A modest grouse season is coming to a close.

The crucial spring breeding period passed largely without incident, meaning that numbers of young birds were relatively good. Where birds did breed, chick numbers were high with broods of six to nine chicks relatively common and one remarkable brood of 19 found on a moor in southern Scotland. Consequently, most moors ran a shooting programme. However the effects of 2021’s disastrous breeding were still keenly felt and there were simply too few breeding birds on most moors for anything other than some modest driven and walked-up days.

Mike Smith of the Tay House in Dunkeld explained the wider benefits of a return to grouse shooting. Mike said: “It provides jobs, income, communities, opportunities for young people, conservation by estates and field to fork sustainability.”

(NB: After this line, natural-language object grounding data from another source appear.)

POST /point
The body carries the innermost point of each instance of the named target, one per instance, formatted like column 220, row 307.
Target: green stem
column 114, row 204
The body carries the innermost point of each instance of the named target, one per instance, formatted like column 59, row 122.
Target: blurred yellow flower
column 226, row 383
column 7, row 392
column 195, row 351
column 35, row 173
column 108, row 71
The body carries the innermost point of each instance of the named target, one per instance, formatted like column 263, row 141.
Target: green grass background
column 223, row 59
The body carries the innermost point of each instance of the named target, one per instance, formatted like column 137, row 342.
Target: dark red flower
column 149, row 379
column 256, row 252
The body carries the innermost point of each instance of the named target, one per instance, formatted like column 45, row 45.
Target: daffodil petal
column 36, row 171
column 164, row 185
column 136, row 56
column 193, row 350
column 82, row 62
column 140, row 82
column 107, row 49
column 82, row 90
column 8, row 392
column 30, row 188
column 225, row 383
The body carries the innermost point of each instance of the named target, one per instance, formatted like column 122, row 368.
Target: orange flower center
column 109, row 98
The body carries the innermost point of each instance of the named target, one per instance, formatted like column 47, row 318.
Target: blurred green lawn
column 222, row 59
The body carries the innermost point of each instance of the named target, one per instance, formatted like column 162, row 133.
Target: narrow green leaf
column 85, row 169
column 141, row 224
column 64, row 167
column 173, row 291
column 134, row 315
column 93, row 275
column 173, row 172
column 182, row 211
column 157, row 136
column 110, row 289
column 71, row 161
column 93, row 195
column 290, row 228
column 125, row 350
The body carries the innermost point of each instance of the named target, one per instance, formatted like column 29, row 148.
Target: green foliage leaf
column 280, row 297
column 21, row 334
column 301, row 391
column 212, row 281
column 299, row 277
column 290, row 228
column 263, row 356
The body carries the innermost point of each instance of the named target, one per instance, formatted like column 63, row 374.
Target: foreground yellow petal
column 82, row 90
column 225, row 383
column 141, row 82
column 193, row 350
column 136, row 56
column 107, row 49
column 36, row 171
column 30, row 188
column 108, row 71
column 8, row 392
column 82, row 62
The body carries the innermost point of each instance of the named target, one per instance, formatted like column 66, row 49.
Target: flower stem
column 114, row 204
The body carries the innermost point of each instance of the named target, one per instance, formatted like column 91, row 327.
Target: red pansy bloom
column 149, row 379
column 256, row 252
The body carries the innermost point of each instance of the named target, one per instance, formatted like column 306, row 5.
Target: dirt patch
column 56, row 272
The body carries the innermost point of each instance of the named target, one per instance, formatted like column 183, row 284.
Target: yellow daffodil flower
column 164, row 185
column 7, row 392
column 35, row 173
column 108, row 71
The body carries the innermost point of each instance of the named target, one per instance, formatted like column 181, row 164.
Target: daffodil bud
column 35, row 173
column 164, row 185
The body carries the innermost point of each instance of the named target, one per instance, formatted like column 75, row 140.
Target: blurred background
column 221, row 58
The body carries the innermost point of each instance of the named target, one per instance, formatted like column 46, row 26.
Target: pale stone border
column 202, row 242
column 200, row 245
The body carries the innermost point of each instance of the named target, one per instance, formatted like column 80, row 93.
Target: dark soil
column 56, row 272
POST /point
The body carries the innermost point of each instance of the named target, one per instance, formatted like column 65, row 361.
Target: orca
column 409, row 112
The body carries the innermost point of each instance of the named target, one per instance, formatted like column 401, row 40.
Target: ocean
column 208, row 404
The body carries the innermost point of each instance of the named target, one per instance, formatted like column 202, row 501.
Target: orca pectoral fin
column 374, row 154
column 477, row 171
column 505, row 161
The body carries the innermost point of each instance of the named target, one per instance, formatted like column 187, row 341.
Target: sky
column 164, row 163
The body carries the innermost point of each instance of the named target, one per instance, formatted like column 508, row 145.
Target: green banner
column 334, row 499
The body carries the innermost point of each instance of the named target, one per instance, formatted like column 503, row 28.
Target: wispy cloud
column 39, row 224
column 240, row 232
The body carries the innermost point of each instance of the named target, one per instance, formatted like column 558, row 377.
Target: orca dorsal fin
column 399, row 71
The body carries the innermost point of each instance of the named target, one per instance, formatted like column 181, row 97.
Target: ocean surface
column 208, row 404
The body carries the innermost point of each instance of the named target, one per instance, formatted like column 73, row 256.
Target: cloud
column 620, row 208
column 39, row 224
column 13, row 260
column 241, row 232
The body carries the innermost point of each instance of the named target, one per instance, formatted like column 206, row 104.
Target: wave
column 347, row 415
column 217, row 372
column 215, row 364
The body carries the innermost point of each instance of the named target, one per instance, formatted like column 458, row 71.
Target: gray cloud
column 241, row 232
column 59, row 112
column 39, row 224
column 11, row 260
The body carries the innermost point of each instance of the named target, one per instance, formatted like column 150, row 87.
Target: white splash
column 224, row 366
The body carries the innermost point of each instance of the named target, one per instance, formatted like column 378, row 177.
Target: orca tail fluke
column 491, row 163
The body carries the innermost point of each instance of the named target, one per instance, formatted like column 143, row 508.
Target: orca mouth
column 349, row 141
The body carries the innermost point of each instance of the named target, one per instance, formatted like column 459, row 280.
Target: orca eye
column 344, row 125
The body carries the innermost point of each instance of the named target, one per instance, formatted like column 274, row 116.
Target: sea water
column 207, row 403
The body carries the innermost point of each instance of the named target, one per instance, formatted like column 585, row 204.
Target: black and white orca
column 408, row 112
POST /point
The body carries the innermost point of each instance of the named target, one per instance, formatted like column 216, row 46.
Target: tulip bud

The season began with a wave of targeted disruption by hunt saboteurs and anti-shooting protesters which led to a series of arrests including one for possession of a knife. (Read what’s the law on carrying a knife for hunting.) However, as the season moved on and the weather turned colder, anti-shooting activism began to drop off and shoots moved ahead with their calendars. However one campaigning organisation still had time for an embarrassing error.

The antis persuaded themselves and the Guardian newspaper that the Ritz Hotel had dropped grouse from its menus when in fact it had done no such thing. Small bags and quality days out were the focus for most shooters. David Moore, whose permissions in the east of Scotland include a small area where grouse are present, told Shooting Times: “We normally walk up a few grouse in September and we had a shot this year, but birds were thin on the ground. We don’t manage land specifically for grouse and rely on a bit of an overspill from the ‘proper’ grouse shoots, this year there wasn’t that much to spill over.”

Shooting quietened down through October and November as the pheasant and partridge seasons got underway and keepers’ focus turned to the vital tasks of habitat management and predator control.

The prospects for next season are impossible to assess until counts begin in the spring; however as long as conditions are good most shoots will be heading for next season carrying healthy breeding stock and hoping for a second year of improving bags.